Les doy hojas, lapiceras, los dejo para que cada uno se meta
en lo suyo. Uno muerde la lapicera, otra mira el vacío, otra lee y relee las
consignas que dicté y copió en la hoja con letra trémula. Pero poco a poco,
una, otro, se animan a escribir. En medio de todo aquello, escriben. Pocos
tienen documento de identidad, muchos han perdido su nombre, casi ninguno ha
puesto su firma en algo desde hace muchos años, quizás jamás lo hizo. Han
vivido en las veredas, debajo de una autopista, en las estaciones de trenes,
comiendo de los tachos de basura. Han sido un cuerpo de basura para la gente
que anda por la calle. Y sin embargo, cuando los invito a escribir un cuento
sobre el señor de la lata, las gallinas y los girasoles, se les enciende algo y
empiezan a escribirlo.
Llega el momento en que cada uno lee lo que ha escrito. Amalia
escribió sobre la añoranza que tenía el viejo de unos girasoles de su infancia.

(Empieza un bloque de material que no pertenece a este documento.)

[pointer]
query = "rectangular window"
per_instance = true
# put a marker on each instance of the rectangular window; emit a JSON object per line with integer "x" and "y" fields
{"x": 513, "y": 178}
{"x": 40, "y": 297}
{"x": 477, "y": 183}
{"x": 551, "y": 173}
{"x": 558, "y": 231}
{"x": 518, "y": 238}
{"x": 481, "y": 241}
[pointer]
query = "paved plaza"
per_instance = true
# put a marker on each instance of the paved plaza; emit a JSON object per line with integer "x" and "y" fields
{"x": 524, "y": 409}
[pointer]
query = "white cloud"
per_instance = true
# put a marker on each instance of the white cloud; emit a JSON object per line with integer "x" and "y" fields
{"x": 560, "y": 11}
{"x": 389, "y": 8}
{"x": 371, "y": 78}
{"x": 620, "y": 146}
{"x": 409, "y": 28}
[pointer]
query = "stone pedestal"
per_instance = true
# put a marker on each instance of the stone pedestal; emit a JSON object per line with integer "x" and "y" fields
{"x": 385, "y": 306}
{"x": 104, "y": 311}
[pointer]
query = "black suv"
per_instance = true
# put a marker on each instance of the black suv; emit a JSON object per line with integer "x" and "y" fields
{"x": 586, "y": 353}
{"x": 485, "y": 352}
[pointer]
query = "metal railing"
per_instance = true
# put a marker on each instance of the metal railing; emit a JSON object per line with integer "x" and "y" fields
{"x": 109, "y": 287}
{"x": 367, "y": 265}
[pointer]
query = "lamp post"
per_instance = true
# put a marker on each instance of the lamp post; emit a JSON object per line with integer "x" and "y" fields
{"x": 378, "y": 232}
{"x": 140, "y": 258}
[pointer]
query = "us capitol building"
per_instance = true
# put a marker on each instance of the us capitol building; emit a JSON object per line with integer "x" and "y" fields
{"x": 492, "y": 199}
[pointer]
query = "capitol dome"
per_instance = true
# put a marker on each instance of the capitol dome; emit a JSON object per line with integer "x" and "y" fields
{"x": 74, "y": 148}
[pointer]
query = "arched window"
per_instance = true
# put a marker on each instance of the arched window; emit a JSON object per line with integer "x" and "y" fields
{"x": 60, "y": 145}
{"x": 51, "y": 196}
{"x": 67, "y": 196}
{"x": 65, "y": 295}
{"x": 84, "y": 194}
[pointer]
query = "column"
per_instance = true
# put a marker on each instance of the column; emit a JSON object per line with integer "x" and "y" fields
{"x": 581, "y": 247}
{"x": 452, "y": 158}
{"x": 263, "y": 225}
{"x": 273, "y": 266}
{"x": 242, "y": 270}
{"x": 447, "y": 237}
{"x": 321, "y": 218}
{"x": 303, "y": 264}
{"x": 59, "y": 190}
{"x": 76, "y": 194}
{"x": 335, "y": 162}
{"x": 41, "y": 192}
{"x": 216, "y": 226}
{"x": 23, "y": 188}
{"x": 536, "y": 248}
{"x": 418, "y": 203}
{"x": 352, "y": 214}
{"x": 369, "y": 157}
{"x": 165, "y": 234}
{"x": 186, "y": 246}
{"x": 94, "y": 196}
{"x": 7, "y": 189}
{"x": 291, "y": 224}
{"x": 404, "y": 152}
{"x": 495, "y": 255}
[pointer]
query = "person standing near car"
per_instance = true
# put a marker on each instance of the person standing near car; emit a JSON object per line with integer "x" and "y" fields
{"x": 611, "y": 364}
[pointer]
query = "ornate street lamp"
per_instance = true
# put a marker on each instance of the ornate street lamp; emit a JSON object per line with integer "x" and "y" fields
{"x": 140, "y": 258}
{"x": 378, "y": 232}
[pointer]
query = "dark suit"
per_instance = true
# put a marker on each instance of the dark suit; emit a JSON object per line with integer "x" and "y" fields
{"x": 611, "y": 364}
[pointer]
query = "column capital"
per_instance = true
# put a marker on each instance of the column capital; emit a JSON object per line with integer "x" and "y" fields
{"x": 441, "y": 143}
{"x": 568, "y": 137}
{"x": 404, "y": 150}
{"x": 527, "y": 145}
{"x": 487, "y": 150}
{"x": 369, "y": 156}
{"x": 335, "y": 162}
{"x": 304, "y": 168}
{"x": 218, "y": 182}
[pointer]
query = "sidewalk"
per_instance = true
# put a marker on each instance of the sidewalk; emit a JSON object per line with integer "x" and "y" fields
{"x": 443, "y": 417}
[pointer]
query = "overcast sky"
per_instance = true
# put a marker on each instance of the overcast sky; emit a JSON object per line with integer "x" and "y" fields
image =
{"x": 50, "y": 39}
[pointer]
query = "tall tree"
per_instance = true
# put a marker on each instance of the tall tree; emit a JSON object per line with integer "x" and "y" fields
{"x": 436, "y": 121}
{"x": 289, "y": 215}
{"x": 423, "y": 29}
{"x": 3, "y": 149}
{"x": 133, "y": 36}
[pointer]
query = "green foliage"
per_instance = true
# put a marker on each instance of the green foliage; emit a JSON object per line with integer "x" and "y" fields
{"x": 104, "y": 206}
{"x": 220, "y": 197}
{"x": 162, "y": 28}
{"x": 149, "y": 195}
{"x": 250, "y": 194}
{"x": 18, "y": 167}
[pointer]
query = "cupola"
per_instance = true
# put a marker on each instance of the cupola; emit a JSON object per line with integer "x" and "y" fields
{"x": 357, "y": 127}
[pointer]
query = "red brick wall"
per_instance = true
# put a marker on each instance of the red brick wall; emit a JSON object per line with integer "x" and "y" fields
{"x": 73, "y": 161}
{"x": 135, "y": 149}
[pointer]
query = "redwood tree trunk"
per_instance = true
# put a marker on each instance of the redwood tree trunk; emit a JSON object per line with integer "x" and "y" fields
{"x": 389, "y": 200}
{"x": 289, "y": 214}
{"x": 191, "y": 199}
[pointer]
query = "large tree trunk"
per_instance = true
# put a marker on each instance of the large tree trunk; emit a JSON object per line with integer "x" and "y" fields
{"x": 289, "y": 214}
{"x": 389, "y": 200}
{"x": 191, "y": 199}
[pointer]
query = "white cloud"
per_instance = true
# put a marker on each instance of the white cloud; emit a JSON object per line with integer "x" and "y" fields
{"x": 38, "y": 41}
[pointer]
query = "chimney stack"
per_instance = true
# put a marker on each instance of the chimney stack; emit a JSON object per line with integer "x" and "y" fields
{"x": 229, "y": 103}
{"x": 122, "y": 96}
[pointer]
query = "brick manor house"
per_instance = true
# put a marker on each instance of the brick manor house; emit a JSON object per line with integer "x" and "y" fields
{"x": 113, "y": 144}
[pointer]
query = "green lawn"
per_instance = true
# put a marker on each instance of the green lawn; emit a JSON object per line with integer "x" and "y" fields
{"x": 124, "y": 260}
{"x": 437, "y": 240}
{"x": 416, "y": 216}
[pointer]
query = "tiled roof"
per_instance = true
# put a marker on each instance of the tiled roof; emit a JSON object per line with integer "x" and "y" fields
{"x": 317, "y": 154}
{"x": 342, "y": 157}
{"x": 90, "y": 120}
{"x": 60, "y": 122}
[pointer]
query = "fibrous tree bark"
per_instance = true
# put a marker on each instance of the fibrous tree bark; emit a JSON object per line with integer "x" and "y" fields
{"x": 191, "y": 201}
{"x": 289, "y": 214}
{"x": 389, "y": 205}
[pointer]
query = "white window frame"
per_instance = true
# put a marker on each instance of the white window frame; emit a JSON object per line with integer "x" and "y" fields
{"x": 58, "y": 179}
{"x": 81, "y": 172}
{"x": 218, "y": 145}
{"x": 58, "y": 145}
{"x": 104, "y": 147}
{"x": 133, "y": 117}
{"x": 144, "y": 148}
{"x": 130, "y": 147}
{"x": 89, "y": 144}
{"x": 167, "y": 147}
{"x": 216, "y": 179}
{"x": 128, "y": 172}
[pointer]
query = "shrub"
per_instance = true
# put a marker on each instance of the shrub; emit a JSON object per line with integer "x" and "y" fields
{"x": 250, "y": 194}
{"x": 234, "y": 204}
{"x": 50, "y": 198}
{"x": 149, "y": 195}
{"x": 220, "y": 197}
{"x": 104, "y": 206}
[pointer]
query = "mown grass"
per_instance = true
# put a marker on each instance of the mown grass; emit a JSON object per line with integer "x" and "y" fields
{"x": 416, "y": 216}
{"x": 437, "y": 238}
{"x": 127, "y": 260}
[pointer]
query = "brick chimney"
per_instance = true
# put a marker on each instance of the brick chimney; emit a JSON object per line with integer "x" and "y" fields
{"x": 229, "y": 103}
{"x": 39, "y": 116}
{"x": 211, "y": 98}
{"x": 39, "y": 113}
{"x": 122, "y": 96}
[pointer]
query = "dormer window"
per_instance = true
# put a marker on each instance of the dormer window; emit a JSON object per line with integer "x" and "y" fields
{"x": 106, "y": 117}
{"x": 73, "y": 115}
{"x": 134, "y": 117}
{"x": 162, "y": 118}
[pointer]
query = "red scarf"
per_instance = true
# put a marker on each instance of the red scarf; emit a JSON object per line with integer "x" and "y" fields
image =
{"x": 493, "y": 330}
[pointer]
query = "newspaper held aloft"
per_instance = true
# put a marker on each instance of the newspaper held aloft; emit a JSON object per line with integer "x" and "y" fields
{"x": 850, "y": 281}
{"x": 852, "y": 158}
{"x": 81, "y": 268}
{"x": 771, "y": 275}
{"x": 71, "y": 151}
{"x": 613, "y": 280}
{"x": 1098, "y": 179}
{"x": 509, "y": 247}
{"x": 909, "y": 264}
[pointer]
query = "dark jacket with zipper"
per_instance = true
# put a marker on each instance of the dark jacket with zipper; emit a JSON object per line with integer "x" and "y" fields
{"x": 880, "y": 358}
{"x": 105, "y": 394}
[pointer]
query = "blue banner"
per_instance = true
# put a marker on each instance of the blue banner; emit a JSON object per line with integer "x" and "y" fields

Omar escribió una historia vibrante, llena de acción, cuyo final agarró a los
personajes con gestas y aventuras sin terminar —el relato era una introducción
a una narración larga de sucesos apenas anunciados. Delia escribió sobre un
viejo que comprendía de golpe que los girasoles, las gallinas, las estrellas,
los sonidos, el mar, todos los santos y él mismo eran parte del hálito de la Creación.
Esa historia disparó una larga digresión sobre las
posibilidades de regresar al pasado, quedarse en el presente y si vamos hacia
el futuro o si el futuro viene hacia nosotros. Alguien dijo que todas esas
dudas estaban despejadas por el relato de Delia, que al hablar de la Creación,
hablaba de un continuo de tiempo, porque la Creación es incesante, y por tanto
es la Eternidad.
Alguien contestó que la Eternidad estaba en el pasado,
porque lo que pasó queda inmutable para siempre, mientras que el presente y él
futuro aún están por definirse.
Contrariando ese punto de vista, otra de las participantes
postuló que el pasado es fácilmente mutable, porque cada vez que alguien
recuerda un hecho, lo recuerda diferente, cambiando y olvidando cosas, e
inventando, y que lo único eterno es el futuro, porque el presente puede
reducirse a un instante, pero el futuro no tiene fin, y él tiempo sin fin es la
Eternidad.
Otro punto de vista vino a impugnar los anteriores con la certeza
de que el presente es un instante, pero continuo, y que el pasado no es más que
el presente que pasó y él futuro, el que vendrá, pero que son sólo funciones
del presente, y que en su continuidad sin comienzo ni fin, el presente es lo
único eterno.
Cuando brilla bajo la luz de su amado Sol, el campo de girasoles
reluce en la Eternidad, dijo Rubén, que había estado callado hasta entonces. El
eucalipto no es perenne; antes que perenne es eterno, y por el aire de la Eternidad las gallinas están cayendo, siempre cayendo, siempre cayendo.
“Alguien las está creando todo el tiempo”, acotó Delia, “y
ellas siempre están cayendo".
"¡Pobres gallinas!", dijo Susana, y todos reímos,
mientras también reía el público desde el televisor, donde el cómico que ahora está muerto gritaba
con un saco de rabioso amarillo luminoso.